わたしとしてはカン・ミヒ(ミニョンの母)の恨こそがあのドラマの土台にあると思うのだが。ただおもしろかったのが、私も『論座』執筆前に行った作業、主人公たちの親世代の高校在学中の年代と当時の韓国の政治情勢を対比する年表を四方田氏もつくっていたことだ。
脱政治化、意図的な政治色の脱色を証明するためにである。
参考になったのは、韓国の輸出ドラマのなかで実は一番人気なのは反日ドラマだということだ。現在でも数々の反日ドラマが韓国や他の東アジアの国では放映されているらしい。NHKをはじめとする民放各社も、あえてそのようなドラマを避けて輸入しているということを知った。
なるほどそうか、その一面的ドラマだけを見て、美しい韓流スターを愛であこがれているのが日本の女性たちというわけか。
韓・中の反日の潮流と韓流スターの日本のテレビCMの席巻が同時的に起こっていること。資本の論理ということばを使えば、金になるものはなんでも使うし、金になれば日本のCMでも出るということだ。イビョンホンの写真集を出版した扶桑社が『新しい歴史教科書』を出版している会社だということがわかり、韓国では大きな問題になった。そのときも私が愛読する女性自身では「負けないでビョン様!」という見出しで応援していたっけ。でもいったい何を応援してるのだろう・・。
「白夜」(イビョンホン主演、1998年のテレビドラマ)は壮大な規模のドラマだ。北朝鮮、崩壊前のソ連、中東の架空の国の解放戦線、などが登場するまさに政治ドラマそのもの。これも微熱のなかでDVDで見てしまった。
新潮にもどるが、中島一夫の評論「『グランドフィナーレ』を少女愛抜きで」は面白かった。わたしも芥川賞受賞作ということで、少し立ち読みしたが「えーっ、奈良の事件のあとでこれはありかい」と思うほどにペドフィリアそのものの作品であった。
その後の性犯罪に対する厳しい社会の論調の高まりのなかで、いかに文芸評論家たちが少女愛を抜きに作者の阿部和重を評価しているかの検証をした短評である。タブーへの挑戦なのだと感じさせられ、文芸評論もなんじゃ風見鶏かい、といった感想をもった。それにしても勇気ある評論だ。
いや、評論の骨子はそんな浅いものではない。ロリコンを批判できるのはいまやフェミニズムではなく、まっとうな男=マッチョイズムというジレンマを指摘している。このあたりは性犯罪の厳罰化とジェンダーフリーバッシングの同時進行と重ねてとらえられるだろう。
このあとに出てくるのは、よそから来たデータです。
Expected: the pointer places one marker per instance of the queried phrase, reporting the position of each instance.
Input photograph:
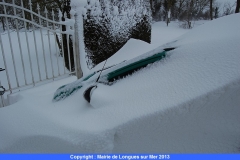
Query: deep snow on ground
(187, 103)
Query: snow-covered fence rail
(34, 51)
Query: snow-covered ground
(187, 103)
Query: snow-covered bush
(108, 25)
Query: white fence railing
(34, 53)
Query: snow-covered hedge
(109, 24)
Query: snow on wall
(187, 103)
(109, 24)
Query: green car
(108, 75)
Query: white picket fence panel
(32, 57)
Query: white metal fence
(34, 53)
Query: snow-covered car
(110, 74)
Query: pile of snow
(188, 102)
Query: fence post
(78, 68)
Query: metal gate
(31, 47)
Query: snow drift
(187, 103)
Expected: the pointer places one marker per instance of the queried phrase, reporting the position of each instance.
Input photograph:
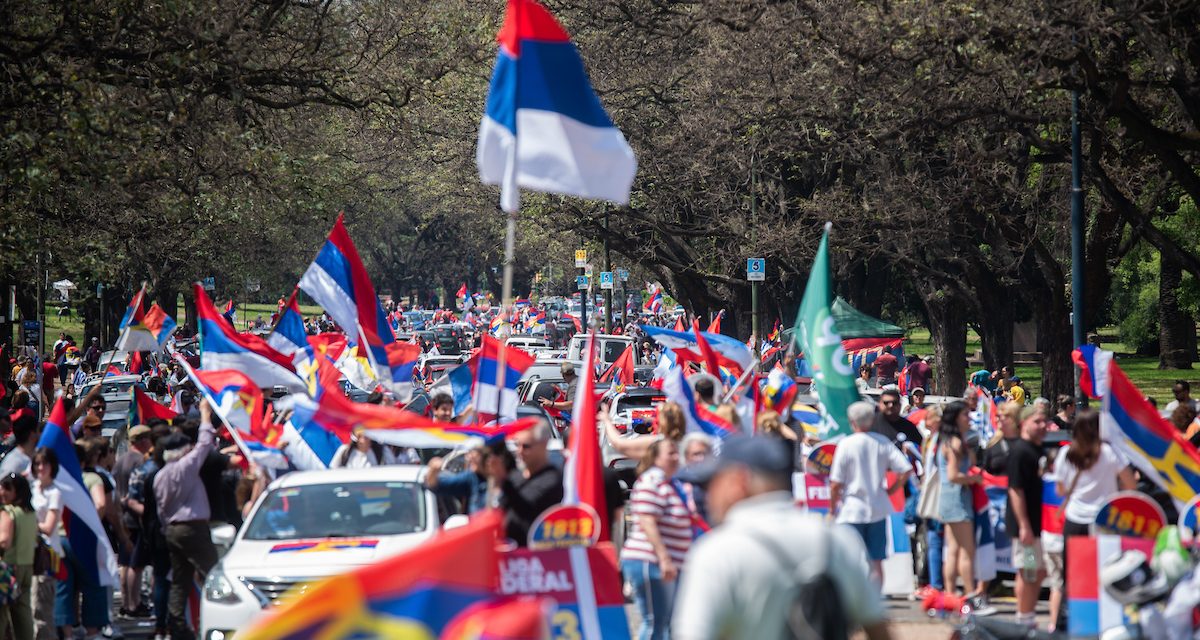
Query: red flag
(622, 366)
(583, 477)
(715, 326)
そしてロリコン(少女崇拝)=天皇崇拝という図式をあえて防御しようとした作者の意図を反革命的と指摘し、その意図を読み取らずして『グランドフィナーレ』を評価できない。つまりロリコンをこの作品の柱であると認知しなければ、三島たちの天皇への恋にも似た憧憬との区別、つまりこの作品のもつ政治性も読み取ることが不可能になるだろう。
といったことを中島一夫は述べていた。
昨年の奈良の事件以来、マスコミの性犯罪者に対する憎悪にも似たファナティックな論調に危惧を覚えるのだ。性犯罪処遇プログラム研究委員会は毎回5分間プレス公開がある。そのことだけをとっても異様なほどだ。
たしかに性犯罪は許せないものだが、女性たちではなく当の男性たちから性犯罪者が『人間以下』と厳しく断罪される世の中をどうとらえればいいのだろう。彼らは家に帰れば平気で妻を殴っているDV男性であるにもかかわらず、である。
そのあたりの理解に上の評論は少しだけ役に立った。なにしろ男性じゃないもんで、少女愛なんてわからんし、突然DVではなく、一足飛びに性犯罪者を糾弾しだすその論理がほんとにようわからんのですわ。